There are many concepts and tools that can aid in bringing this new approach to life including lean start up, innovators method, agile, design thinking, bossa nova, the fifth discipline, systems thinking, cybernetics, complexity thinking, scenario planning etc. There are some great tools available now such as those developed by Strategy Tools and Strategyzer. Again, without the right culture and structure, none of these are likely to make much impact.

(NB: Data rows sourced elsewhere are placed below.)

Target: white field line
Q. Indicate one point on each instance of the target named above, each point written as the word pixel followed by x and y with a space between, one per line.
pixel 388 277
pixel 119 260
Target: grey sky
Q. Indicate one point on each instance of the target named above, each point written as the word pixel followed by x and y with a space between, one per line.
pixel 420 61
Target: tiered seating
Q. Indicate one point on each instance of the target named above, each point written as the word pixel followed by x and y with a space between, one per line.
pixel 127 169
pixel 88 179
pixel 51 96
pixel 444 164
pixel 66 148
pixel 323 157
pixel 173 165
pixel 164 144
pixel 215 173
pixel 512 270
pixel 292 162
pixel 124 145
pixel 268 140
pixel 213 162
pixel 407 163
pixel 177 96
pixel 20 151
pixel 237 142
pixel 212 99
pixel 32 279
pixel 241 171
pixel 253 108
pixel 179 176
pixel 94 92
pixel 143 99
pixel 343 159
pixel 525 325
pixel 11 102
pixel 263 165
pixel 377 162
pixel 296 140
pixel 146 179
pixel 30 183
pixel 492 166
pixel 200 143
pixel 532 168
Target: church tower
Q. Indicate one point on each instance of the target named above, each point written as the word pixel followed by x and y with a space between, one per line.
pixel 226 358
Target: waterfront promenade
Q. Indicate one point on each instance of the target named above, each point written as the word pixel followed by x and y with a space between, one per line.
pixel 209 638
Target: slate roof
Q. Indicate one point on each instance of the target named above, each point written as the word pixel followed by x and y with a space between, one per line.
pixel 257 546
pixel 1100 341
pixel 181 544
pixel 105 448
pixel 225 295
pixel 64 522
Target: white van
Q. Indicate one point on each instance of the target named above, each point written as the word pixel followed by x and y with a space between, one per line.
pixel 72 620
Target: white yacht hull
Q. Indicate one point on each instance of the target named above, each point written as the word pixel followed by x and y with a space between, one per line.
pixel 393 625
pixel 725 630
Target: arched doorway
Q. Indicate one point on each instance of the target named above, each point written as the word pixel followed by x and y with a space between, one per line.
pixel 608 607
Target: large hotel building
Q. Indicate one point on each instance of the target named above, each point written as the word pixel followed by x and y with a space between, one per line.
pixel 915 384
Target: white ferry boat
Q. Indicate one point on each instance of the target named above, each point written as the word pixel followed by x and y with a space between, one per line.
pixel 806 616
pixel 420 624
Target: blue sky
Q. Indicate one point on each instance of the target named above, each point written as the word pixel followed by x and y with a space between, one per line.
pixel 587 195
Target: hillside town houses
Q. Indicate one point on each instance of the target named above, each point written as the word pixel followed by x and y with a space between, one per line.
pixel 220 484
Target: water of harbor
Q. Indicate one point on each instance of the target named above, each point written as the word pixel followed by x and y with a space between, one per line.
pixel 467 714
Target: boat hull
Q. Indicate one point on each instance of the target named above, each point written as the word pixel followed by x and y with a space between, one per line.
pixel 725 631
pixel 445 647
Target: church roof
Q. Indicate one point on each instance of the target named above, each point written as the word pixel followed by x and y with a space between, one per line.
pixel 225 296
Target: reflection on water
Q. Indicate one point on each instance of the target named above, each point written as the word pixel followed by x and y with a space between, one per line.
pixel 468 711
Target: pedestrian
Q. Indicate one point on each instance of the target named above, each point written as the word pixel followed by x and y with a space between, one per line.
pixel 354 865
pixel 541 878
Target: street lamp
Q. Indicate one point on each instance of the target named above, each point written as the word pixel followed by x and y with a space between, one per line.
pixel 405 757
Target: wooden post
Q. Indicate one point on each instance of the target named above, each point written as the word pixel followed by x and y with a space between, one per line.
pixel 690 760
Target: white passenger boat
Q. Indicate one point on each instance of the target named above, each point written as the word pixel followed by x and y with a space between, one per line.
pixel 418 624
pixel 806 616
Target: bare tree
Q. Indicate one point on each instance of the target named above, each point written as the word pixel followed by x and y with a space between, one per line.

As Steve Blank points out in his frequently cited article in HBR, often organizations know they need to change but play a game of organizational ‘whack a mole’ in a futile attempt to swat every problem that pops up without understanding the root cause. He calls this innovation theatre. He goes on to say that organizations must build a mind set, culture and process that becomes innovation doctrine. In their article (How Leaders Delude Themselves about Disruption, MIT Sloan Management Review, 2020), Scott Anthony and Michael Putz describe the 4 lies that leaders tell themselves including that their organization is immune (we are safe) and that their people are not up to the task. Cognitive bias affects leaders as much as it does anyone else. Assuming people are not up to the task creates a self-fulfilling prophecy. Leaders, and organizations, need to become much more self aware in order to create strategic clarity.

Critically, organizations need to stop thinking along the lines of everything is knowable and get used to less than concrete concepts that do not fit in with arbitrary yearly budgets, targets, or hurdle rates that have nothing to do with the future sustainability of the business.